Cummings’ Rachefeldzug gegen Johnson

von Redaktion

VON BENEDIKT VON IMHOFF

London – Lügen, Chaos, Versagen: In einer stundenlangen Generalabrechnung hat der ehemalige Top-Regierungsberater Dominic Cummings über die Corona-Politik von Premierminister Boris Johnson hergezogen. Johnson selbst habe das Virus völlig unterschätzt, es habe keine vorbereiteten Krisenpläne gegeben, sagte Cummings gestern vor Parlamentariern. „Zehntausende Menschen sind gestorben, die nicht hätten sterben müssen.“ Johnson wies die Vorwürfe zurück.
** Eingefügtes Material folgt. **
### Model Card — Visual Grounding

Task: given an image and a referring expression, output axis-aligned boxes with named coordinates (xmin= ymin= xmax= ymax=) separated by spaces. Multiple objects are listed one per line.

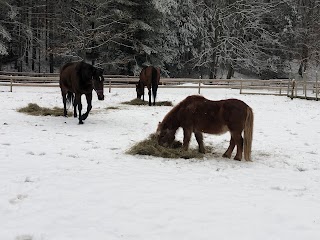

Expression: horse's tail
xmin=243 ymin=107 xmax=253 ymax=161
xmin=151 ymin=67 xmax=158 ymax=102
xmin=67 ymin=91 xmax=74 ymax=108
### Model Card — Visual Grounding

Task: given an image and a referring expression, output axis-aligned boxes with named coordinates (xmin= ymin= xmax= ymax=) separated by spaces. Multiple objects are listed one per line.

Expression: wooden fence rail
xmin=0 ymin=72 xmax=320 ymax=100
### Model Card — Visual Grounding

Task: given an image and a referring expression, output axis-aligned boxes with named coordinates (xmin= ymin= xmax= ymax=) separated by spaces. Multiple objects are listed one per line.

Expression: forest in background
xmin=0 ymin=0 xmax=320 ymax=79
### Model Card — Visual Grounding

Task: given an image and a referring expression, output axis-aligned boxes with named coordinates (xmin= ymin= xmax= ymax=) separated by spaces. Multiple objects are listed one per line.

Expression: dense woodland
xmin=0 ymin=0 xmax=320 ymax=78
Es sind mehrere potenzielle Minen, die der einst mächtigste Mann an Johnsons Seite seinem früheren Chef in den Weg legt. Zwar beteuert Cummings, mit seiner Aussage wolle er die Wahrheit ans Licht bringen. Doch es wirkt streckenweise wie ein Rachefeldzug: Die einstige „graue Eminenz“ hatte die Regierung im November 2020 im Streit verlassen. Ins Visier nahm Cummings vor allem Gesundheitsminister Matt Hancock, dem er Lügen sowie kriminelles Verhalten vorwirft. Der Ressortchef habe etwa bei der Beschaffung von Schutzausrüstung versagt und versucht, die Schuld auf andere zu schieben. Johnsons Sprecher verteidigte Hancock, der noch im Amt ist.

Doch auch dem Premier sprach Cummings die Qualitäten ab. Es gebe „abertausende“ Menschen, die kompetenter seien. Dabei gebe es unter den Berufsbeamten viele brillante Köpfe. „Das Problem in dieser Krise war, dass immer wieder Löwen von Eseln geführt wurden.“ Er bezog die Kritik ausdrücklich auch auf sich selbst.

Cummings zeichnete vor den Mitgliedern zweier Parlamentsausschüsse das Bild eines selbstverliebten Premierministers, dem es nur um den Machterhalt geht, und der die Gefahr einer Gesundheitskrise lange ins Lächerliche zog. Der Regierungschef habe sich sogar absichtlich das Virus live im Fernsehen injizieren lassen wollen, um zu zeigen, dass Corona nicht gefährlich ist, behauptete Cummings. Johnson infizierte sich später tatsächlich und musste tagelang – „fast auf dem Sterbebett“, wie Cummings sagte – auf einer Intensivstation behandelt werden. Auch der Ex-Berater erkrankte schwer an Corona.

Dennoch habe Johnson Kurs gehalten, so Cummings. Als er eine schärfere Einreisepolitik wie in Taiwan gefordert habe, wetterte der Premier lieber gegen den landesweiten Lockdown. Demnach sagte Johnson, er hätte sich lieber wie der Bürgermeister aus dem Spielfilm „Der Weiße Hai“ verhalten sollen, der trotz des menschenfressenden Raubfischs die Strände nicht schließt – aus Sorge um den Tourismus. Johnson habe zudem zugegeben, er habe vor Cummings mehr Angst als vor dem Chaos in der Regierung. „Chaos bedeutet, dass alle zu mir als Verantwortlichem hochblicken werden“, habe Johnson ihm gesagt.

Cummings beschrieb eine Regierung auf Zick-Zack-Kurs: Der eigentliche Plan sei gewesen, eine Herdenimmunität zu erreichen. So habe Mitte März 2020 der damalige oberste Spitzenbeamte Mark Sedwill gesagt, Johnson solle zu Coronavirus-Partys aufrufen, ähnlich wie Eltern Windpockenpartys für ihre Kinder veranstalten. Kabinettsmitglieder hatten die Vorwürfe schon vor der Aussage zurückgewiesen.

Für die Opposition sind die heftigen Vorwürfe ein gefundenes Fressen. „Wir hatten einen Zirkus, als wir eigentlich eine ernsthafte Regierung brauchten“, sagte der Fraktionschef der schottischen Pro-Unabhängigkeitspartei SNP, Ian Blackford. Doch Johnson ließ die Anschuldigungen an sich abprallen. Zwar entschuldigte er sich für die Leiden der Bevölkerung und übernahm die Verantwortung. „Aber ich halte daran fest, dass die Regierung durchweg mit der Absicht gehandelt hat, Leben zu retten“, sagte Johnson.